City moves forward on I-5 welcome center
ASHLAND — In a 4-2 decision Tuesday night, the Ashland City Council voted to remove a four-year completion requirement for construction of a controversial Oregon Department of Transportation welcome center and rest area on Interstate 5, a deadline which had previously been a contingency for the city extending water and sewer services to the site.
Councilors defended the resolution in the face of significant public opposition, saying moving closer to an agreement with ODOT will allow the city to stipulate requirements of a project that will be built with or without the city's participation.
The council had voted in 2011 to extend water and sewer service to the Siskiyou Safety Rest Area and Welcome Center as long as ODOT completed the project within four years. The welcome center, slated for construction at milepost 12.5 off Crowson Road, has been the subject of sharp criticism from residents of the nearby Oak Knoll neighborhood, who fear the site will draw crime and cause safety issues for motorists. The welcome center project has also raised concerns of increased strain on the city's water supply.
The original Siskiyou Safety Rest Area on I-5 was closed in 1997 following a fatal crash. The federal government, which requires rest areas no more than 60 miles apart, requested that it be replaced as soon as possible.
The project has been delayed several times by land-use legal battles since it was first proposed in 2008, leading to ODOT missing the original deadline.

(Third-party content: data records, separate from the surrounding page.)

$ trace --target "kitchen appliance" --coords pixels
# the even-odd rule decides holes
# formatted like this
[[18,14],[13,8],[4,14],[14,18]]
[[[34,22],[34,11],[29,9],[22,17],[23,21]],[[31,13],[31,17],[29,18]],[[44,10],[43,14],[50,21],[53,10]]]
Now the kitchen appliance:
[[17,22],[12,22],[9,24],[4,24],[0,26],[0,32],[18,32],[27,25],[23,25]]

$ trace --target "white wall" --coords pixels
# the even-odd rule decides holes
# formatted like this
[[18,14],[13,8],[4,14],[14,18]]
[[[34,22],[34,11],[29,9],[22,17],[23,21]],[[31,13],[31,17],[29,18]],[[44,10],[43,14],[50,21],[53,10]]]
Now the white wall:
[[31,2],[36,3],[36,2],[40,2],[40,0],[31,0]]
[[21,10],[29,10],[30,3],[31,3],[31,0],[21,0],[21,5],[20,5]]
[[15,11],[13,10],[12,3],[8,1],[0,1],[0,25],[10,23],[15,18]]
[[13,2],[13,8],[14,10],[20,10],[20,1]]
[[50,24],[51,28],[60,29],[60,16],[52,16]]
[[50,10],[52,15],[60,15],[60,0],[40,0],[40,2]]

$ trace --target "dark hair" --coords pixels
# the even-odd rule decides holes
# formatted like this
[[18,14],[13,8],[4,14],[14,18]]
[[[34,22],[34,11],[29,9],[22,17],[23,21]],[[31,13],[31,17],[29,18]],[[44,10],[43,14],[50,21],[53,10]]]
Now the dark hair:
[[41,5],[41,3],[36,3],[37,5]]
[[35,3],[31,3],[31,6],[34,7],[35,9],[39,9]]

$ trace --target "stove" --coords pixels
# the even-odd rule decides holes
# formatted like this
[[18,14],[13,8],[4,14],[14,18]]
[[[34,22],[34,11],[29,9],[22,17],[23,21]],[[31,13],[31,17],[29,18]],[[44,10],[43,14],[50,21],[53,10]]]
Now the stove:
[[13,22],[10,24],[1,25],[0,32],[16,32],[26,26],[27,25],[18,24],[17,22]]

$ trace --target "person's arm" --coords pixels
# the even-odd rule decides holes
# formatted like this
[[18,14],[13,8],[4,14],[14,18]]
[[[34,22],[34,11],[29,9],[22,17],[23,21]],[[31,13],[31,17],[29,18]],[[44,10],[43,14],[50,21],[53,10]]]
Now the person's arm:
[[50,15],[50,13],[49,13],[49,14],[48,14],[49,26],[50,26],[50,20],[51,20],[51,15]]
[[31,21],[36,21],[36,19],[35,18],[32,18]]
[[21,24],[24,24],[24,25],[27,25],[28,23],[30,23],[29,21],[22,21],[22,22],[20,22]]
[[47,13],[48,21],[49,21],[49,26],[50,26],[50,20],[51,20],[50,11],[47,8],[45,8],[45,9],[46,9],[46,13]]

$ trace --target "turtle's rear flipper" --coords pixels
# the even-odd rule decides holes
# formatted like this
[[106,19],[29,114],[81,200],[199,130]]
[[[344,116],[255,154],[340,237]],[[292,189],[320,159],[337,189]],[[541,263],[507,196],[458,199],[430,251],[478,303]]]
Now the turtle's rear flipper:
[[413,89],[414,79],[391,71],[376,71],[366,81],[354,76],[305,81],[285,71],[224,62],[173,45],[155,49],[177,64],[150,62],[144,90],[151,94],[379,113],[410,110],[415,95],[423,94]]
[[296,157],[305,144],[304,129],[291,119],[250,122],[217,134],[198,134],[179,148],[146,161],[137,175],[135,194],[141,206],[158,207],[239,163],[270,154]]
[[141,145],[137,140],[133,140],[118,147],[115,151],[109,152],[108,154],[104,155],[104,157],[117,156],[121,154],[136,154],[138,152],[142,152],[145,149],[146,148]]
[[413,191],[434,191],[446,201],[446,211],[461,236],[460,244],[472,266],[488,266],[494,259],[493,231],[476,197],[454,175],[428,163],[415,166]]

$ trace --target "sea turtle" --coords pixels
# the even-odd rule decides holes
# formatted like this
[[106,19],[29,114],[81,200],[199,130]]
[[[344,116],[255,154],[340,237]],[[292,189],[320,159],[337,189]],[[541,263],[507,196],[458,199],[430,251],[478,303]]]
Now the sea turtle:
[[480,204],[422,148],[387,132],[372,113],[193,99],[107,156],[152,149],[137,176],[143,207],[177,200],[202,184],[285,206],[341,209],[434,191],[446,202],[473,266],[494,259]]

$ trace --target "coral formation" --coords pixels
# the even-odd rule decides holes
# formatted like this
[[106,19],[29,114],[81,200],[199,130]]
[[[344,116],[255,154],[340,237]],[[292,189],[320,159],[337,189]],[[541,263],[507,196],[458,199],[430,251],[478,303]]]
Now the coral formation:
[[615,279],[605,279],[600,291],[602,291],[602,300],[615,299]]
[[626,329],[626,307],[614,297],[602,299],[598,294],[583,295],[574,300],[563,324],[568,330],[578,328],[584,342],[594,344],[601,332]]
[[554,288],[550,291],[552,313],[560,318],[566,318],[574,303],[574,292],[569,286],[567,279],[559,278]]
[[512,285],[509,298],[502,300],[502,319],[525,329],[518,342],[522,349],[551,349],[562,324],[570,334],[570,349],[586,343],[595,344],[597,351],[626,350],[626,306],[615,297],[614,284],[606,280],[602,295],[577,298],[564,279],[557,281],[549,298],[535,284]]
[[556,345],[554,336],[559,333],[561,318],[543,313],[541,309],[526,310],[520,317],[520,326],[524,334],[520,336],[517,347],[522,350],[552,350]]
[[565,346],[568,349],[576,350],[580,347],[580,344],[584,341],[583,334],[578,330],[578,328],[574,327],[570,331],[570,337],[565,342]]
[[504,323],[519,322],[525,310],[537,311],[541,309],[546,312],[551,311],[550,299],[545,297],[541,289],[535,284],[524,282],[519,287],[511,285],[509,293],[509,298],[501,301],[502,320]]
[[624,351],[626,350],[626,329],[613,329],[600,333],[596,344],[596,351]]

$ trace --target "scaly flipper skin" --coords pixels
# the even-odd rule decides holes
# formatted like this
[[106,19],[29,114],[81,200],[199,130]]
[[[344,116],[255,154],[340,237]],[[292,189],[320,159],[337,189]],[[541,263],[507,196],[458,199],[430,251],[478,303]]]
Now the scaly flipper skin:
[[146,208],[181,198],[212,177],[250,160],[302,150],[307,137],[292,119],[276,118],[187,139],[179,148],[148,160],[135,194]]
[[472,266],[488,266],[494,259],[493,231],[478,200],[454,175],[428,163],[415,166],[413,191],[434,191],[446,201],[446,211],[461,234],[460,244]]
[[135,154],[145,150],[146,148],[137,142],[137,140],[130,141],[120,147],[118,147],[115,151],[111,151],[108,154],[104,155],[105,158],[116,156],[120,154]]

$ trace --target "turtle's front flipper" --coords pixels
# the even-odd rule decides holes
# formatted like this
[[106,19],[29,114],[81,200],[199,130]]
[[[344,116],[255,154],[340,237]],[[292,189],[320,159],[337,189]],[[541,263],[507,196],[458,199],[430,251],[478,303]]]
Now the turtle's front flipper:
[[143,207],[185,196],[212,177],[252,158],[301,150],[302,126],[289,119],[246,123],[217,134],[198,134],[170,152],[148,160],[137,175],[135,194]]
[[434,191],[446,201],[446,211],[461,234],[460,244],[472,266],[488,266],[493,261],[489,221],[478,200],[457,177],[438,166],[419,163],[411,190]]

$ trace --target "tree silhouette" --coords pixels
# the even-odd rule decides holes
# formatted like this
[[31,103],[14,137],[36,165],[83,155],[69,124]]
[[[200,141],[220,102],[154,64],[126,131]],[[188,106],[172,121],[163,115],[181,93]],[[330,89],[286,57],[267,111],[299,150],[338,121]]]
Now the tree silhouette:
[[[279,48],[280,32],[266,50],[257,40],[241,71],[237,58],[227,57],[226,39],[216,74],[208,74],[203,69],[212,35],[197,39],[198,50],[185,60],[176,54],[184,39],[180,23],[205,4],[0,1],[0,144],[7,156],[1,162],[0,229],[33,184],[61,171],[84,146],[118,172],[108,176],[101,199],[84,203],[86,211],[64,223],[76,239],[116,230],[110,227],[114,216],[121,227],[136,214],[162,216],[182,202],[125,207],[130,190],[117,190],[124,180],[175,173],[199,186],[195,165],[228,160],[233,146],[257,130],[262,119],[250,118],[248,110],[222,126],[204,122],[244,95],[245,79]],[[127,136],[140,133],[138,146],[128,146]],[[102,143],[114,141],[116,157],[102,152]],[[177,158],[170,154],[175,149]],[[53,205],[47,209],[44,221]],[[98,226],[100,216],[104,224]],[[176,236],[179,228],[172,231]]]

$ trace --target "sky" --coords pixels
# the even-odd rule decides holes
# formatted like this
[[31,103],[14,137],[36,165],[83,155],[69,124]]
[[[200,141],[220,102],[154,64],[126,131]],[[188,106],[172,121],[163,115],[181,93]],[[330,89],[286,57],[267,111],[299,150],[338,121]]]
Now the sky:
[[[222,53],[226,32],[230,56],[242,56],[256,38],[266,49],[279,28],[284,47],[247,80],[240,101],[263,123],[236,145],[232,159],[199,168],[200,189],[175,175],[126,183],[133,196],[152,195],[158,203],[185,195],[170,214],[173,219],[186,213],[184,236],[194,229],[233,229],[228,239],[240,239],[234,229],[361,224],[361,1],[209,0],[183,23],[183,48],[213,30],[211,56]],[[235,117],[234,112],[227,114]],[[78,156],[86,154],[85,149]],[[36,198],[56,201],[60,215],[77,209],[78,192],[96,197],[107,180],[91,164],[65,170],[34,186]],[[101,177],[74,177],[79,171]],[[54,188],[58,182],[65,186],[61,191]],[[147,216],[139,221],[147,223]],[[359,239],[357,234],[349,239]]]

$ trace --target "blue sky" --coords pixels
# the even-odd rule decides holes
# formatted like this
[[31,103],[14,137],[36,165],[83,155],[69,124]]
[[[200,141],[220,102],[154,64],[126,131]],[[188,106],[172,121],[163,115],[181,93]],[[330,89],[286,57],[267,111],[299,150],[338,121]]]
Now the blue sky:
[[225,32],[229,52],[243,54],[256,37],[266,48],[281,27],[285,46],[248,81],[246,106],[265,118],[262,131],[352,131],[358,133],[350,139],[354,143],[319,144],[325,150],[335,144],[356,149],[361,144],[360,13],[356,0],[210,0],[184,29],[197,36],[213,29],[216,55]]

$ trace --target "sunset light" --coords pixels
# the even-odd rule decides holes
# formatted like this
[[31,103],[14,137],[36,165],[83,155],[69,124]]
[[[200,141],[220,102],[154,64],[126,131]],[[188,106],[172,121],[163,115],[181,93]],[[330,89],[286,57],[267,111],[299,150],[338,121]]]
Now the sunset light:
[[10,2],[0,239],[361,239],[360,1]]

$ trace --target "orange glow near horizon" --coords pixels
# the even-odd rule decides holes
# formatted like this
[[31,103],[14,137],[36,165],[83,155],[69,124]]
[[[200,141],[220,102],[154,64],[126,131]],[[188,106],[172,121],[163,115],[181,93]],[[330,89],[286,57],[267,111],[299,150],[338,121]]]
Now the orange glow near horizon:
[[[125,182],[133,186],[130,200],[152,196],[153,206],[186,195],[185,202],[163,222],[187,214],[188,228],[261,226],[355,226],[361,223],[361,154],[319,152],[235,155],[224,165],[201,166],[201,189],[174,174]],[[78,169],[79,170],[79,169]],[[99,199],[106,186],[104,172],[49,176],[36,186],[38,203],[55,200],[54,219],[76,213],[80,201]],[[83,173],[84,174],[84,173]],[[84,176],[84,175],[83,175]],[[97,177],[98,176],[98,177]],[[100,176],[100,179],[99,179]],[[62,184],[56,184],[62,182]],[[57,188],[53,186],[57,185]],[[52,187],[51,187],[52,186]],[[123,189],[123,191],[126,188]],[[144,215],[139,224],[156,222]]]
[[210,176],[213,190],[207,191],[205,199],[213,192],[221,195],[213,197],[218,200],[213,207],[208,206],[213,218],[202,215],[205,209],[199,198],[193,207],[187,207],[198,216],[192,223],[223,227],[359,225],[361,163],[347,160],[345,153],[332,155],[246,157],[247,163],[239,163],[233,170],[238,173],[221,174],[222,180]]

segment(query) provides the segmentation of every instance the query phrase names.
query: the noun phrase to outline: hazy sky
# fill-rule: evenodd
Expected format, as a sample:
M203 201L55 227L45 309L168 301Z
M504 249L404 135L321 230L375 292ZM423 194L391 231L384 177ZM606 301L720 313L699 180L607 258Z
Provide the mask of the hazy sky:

The agency also had to borrow $1.5 million from the city of Medford last spring to make up Travel Oregon's expected but unfulfilled contribution to the $12 million project, which ODOT representatives said Tuesday will take roughly a year and a half to complete.
Councilor Pam Marsh, in explaining the council's role with regards to the original deadline, said ODOT had made a good-faith effort to meet the city's requirements.
"They've done what we expected of them as far as moving forward on a reasonable timeline," Marsh said.
Councilor Rich Rosenthal, while describing the situation as "odious," told audience members that the council can't stop the facility from being built. "I think the ODOT rest area will happen regardless of whether we're involved or not involved," he said, explaining that he thought it was better to have a role in dictating the rest area and welcome center's specifications.
Councilors Greg Lemhouse and Carol Voisin were vocal in their continued opposition to the project, the benefits of which Lemhouse described as "overblown." "There will be some negative impact to the city of Ashland from this project," Lemhouse said, adding that he felt the concerns of Ashland community members had been ignored by the state and federal government.
The council directed Assistant City Attorney Doug McGreary to come up with a first draft of an intergovernmental agreement with ODOT using input from councilors.